In the first instance of its kind brought to the attention of the local library, a Pittsfield serviceman, en route to Japan by LST, browsing around the ship's library, opened a book he selected to find on the inside cover the bookplate of the Berkshire Athenaeum — "the establishment that weaned me on its books."
Capt. Harold K. Brown, son of Mr. and Mrs. Harold G. Brown, 28 Reuter Avenue, in a letter received today by Librarian Francis H. Henshaw, described the "few hours of pleasure to one of Pittsfield's native sons" that he received from the use of the book. "Many thousands of miles separate us, but believe me, today I felt as though I were walking through the front door of the library with my old blue card in my hand."
Of the estimated 50,000 to 60,000 books for servicemen shipped out by the local library, this is the first time word was received by the library of a Berkshire man getting a Berkshire book. The shipment of books for servicemen is still continuing, Mr.

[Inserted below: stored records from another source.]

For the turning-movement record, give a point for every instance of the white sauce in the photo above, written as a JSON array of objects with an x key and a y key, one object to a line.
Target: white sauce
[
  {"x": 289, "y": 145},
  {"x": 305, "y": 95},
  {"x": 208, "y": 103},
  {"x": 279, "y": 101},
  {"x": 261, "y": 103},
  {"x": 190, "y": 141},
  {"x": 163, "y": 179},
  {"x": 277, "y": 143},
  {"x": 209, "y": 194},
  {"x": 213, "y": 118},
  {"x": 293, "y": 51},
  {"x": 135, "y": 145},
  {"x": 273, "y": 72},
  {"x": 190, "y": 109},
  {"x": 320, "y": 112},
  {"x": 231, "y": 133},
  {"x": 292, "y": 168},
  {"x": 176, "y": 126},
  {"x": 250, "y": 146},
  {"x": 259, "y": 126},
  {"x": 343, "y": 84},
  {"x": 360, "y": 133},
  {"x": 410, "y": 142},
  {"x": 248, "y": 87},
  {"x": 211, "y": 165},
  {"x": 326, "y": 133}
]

Henshaw emphasized, especially to hospitals, camps and Merchant Marine ships used as transports. Donations continue to be welcome.
From the sale of unusable books, $710 has been received; of this sum, $425 has been spent for pocket books, special books and transportation.
Capt. Brown wrote, "We have just left Okinawa astern; we left Manila a few days back. Time hangs heavy aboard a transport ship, and books become precious items.
"People who are kind enough to donate books for servicemen must, I am sure, feel some satisfaction in the knowledge that it gives some bit of pleasure to a serviceman. I just thought that the satisfaction might be just a bit fuller if it were known that at least one of these books gave a few hours pleasure to one of Pittsfield's native sons … Many, many thanks."